Running Out of Oil?
Nicolas Loris /
As recent as last summer an article in The Independent, citing assessment from the lead economist at the International Energy Agency (IEA) warned that “The world is heading for a catastrophic energy crunch that could cripple a global economic recovery because most of the major oil fields in the world have passed their peak production.” The 2008 report urged that we are at a crossroads and we need to transition rapidly to a low carbon fuel economy. It’s certainly not a new argument; it was a consensus in the 1970s that we were running out of oil too. Since oil is a finite resource, as a matter of physics, we will eventually run out of oil says George Mason professor Don Boudreaux.
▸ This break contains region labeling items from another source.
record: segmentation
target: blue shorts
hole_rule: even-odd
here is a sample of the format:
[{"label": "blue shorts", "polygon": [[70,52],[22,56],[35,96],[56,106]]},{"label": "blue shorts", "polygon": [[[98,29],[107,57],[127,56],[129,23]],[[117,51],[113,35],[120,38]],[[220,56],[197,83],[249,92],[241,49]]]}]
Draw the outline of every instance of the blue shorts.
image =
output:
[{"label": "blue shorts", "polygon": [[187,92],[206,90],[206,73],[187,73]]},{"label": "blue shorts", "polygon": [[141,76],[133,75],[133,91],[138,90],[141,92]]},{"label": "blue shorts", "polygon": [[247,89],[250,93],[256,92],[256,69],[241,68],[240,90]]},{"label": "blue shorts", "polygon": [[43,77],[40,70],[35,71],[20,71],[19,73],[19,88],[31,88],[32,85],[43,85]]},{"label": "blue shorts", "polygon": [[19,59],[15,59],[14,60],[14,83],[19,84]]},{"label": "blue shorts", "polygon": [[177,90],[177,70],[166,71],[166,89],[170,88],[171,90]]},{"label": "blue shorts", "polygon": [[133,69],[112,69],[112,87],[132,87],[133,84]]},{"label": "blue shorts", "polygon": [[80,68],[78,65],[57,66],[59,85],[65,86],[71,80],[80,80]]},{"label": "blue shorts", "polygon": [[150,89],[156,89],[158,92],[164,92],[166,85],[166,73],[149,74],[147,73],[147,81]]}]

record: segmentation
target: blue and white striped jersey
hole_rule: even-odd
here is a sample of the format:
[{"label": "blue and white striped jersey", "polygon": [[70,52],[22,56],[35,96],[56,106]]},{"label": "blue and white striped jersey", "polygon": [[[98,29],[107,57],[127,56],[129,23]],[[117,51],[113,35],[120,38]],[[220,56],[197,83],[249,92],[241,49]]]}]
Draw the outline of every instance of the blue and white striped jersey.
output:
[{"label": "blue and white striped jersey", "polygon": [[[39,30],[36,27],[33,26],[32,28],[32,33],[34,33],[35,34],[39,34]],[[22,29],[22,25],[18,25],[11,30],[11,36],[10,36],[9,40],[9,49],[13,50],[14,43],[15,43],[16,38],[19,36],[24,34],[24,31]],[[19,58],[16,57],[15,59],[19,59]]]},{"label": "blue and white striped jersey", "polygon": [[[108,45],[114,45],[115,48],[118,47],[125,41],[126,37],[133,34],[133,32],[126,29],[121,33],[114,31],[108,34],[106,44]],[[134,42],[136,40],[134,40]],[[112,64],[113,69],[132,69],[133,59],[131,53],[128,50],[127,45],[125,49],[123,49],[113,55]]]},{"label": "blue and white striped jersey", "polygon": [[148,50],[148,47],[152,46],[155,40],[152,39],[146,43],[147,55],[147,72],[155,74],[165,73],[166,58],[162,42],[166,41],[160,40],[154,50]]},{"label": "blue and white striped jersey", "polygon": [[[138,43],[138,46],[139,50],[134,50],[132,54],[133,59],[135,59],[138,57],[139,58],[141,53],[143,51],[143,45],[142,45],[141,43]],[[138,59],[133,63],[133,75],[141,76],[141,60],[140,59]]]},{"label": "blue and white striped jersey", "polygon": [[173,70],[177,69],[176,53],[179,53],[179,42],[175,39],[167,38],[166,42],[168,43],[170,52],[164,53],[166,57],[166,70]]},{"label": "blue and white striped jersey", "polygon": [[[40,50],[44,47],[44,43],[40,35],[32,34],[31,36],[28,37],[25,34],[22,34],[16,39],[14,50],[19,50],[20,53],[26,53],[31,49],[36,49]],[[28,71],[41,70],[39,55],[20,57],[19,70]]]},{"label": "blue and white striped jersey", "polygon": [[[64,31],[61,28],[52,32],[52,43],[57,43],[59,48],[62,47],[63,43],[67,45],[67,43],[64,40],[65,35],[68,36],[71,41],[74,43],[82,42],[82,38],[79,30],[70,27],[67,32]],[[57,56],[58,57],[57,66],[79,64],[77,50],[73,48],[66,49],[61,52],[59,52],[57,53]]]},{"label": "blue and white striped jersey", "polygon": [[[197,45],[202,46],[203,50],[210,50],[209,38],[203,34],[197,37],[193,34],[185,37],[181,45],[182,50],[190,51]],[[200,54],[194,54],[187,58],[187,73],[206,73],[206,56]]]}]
But,
Conventional wisdom, however, often is handicapped by a poor grasp of economics. And among the important lessons of economics is that the supply of resources is less a matter of physics than of, well, economics. First, no mineral, no plant, no geographical location, no anything becomes a resource unless and until human creativity and ingenuity figure out how to put that thing to use in a manner that satisfies human wants. Petroleum was no resource to our ancestors who had yet to grasp the fact that it can be refined and burned in ways that improve the quality of life. In fact, I suspect that whenever that gooey, noxious black stuff appeared in freshwater creeks in pre-Columbian Pennsylvania, natives of that region regarded it as a nuisance.